Division of Rheumatology, Department of Internal Medicine, University of Michigan, Ann Arbor, MI, USA.
Arthritis and Clinical Immunology Program, Oklahoma Medical Research Foundation, Oklahoma City, OK, USA; Department of Biochemistry and Molecular Biology, The University of Oklahoma Health Sciences Center, Oklahoma City, OK, USA.
J Autoimmun. 2018 Jan;86:19-28. doi: 10.1016/j.jaut.2017.09.011. Epub 2017 Oct 20.
The goal of this study was to comprehensively characterize CD4+CD28+ T cells overexpressing CD11a and KIR genes, and examine the relationship between this T cell subset, genetic risk, and disease activity in lupus.
The size of the CD4+CD28+KIR+CD11a T cell subset was determined by flow cytometry, and total genetic risk for lupus was calculated in 105 female patients using 43 confirmed genetic susceptibility loci. Primary CD4+CD28+KIR+CD11a T cells were isolated from lupus patients or were induced from healthy individuals using 5-azacytidine. Genome-wide DNA methylation was analyzed using an array-based approach, and the transcriptome was assessed by RNA sequencing. Transcripts in the CDR3 region were used to assess the TCR repertoire. Chromatin accessibility was determined using ATAC-seq.

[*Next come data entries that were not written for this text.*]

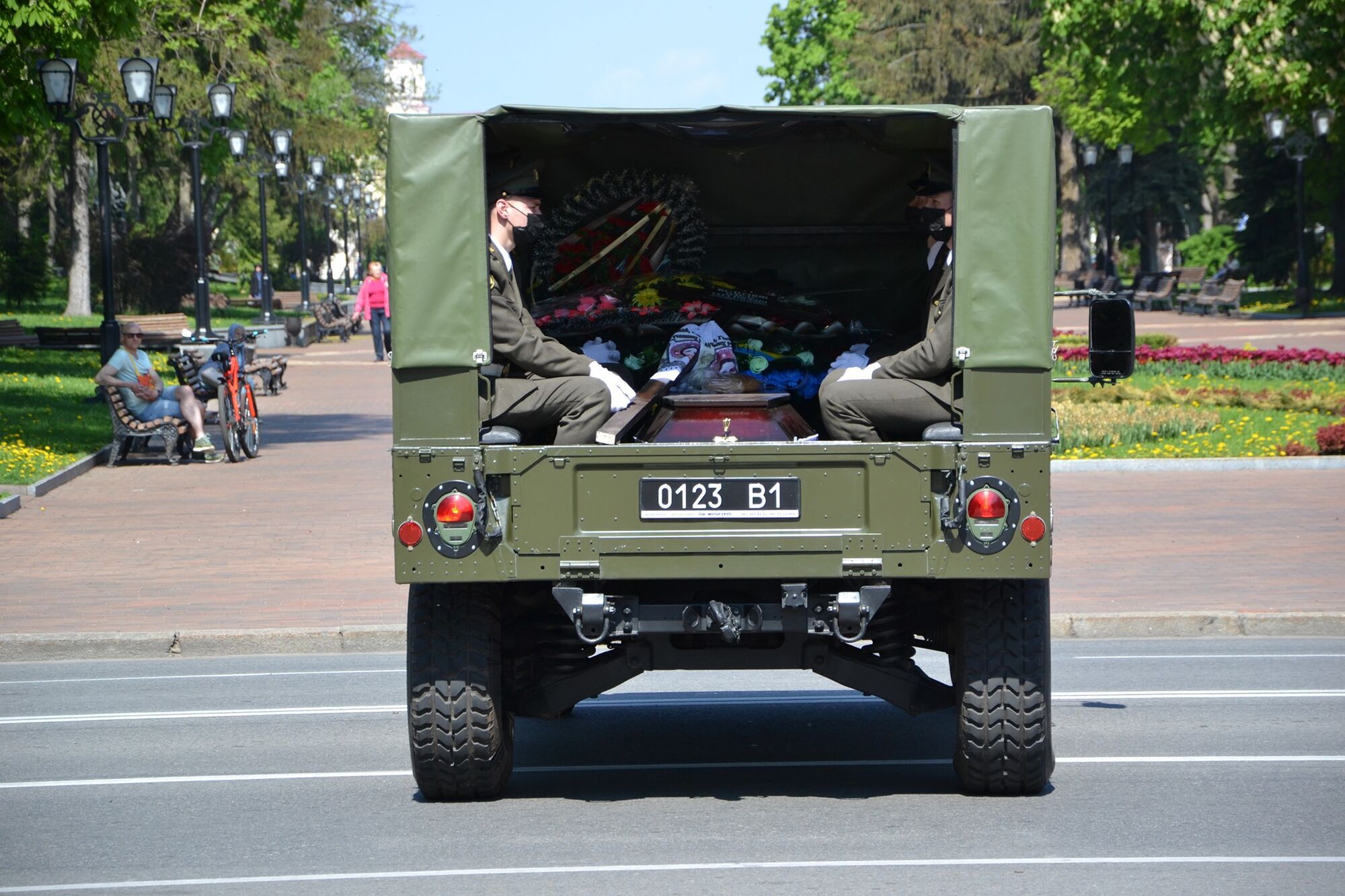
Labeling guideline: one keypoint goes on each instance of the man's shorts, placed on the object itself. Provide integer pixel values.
(158, 408)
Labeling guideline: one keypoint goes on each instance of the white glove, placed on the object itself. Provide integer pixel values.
(856, 357)
(859, 373)
(605, 353)
(622, 395)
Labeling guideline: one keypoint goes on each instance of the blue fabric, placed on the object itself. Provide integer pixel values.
(161, 407)
(380, 325)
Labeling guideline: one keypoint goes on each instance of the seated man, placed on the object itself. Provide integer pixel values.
(536, 382)
(145, 392)
(898, 396)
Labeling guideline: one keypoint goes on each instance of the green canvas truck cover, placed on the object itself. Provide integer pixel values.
(1004, 192)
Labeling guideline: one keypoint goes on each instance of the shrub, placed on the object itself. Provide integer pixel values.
(1331, 440)
(1208, 248)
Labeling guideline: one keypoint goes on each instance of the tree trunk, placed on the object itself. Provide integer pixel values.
(1073, 255)
(52, 225)
(77, 300)
(26, 216)
(1339, 241)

A total of 31,019 differentially methylated sites were identified in induced KIR+CD11a T cells with >99% being hypomethylated. RNA sequencing revealed a clear pro-inflammatory transcriptional profile. TCR repertoire analysis suggests less clonotype diversity in KIR+CD11a compared to autologous KIR-CD11a T cells. Similarly, primary KIR+CD11a T cells isolated from lupus patients were hypomethylated and characterized by a pro-inflammatory chromatin structure. We show that the genetic risk for lupus was significantly higher in African-American compared to European-American lupus patients. The demethylated CD4+CD28+KIR+CD11a T cell subset size was a better predictor of disease activity in young (age ≤ 40) European-American patients independent of genetic risk.
CD4+CD28+KIR+CD11a T cells are demethylated and characterized by pro-inflammatory epigenetic and transcriptional profiles in lupus. Eliminating these cells or blocking their pro-inflammatory characteristics might present a novel therapeutic approach for lupus.
本研究旨在全面描述 CD4+CD28+T 细胞中 CD11a 和 KIR 基因的过度表达,并研究该 T 细胞亚群与遗传风险和狼疮疾病活动之间的关系。
通过流式细胞术确定 CD4+CD28+KIR+CD11a T 细胞亚群的大小,并使用 43 个已确认的遗传易感性基因座计算 105 名女性患者的狼疮总遗传风险。使用 5-氮杂胞苷从狼疮患者中分离或从健康个体中诱导产生原代 CD4+CD28+KIR+CD11a T 细胞。使用基于阵列的方法分析全基因组 DNA 甲基化,并通过 RNA 测序评估转录组。使用 CDR3 区的转录本评估 TCR 库。使用 ATAC-seq 确定染色质可及性。
在诱导的 KIR+CD11a T 细胞中鉴定出 31,019 个差异甲基化位点,其中 99%以上为低甲基化。RNA 测序显示出明显的促炎转录谱。TCR 库分析表明,与自体 KIR-CD11a T 细胞相比,KIR+CD11a 中的克隆型多样性较少。同样,从狼疮患者中分离的原代 KIR+CD11a T 细胞呈低甲基化状态,表现出促炎染色质结构。我们表明,与欧洲裔美国狼疮患者相比,非洲裔美国狼疮患者的狼疮遗传风险明显更高。年轻(≤40 岁)欧洲裔美国患者的疾病活动度与遗传风险无关,CD4+CD28+KIR+CD11a T 细胞亚群大小的去甲基化是更好的预测指标。
狼疮患者的 CD4+CD28+KIR+CD11a T 细胞呈去甲基化状态,表现出促炎的表观遗传和转录特征。消除这些细胞或阻断其促炎特性可能为狼疮提供一种新的治疗方法。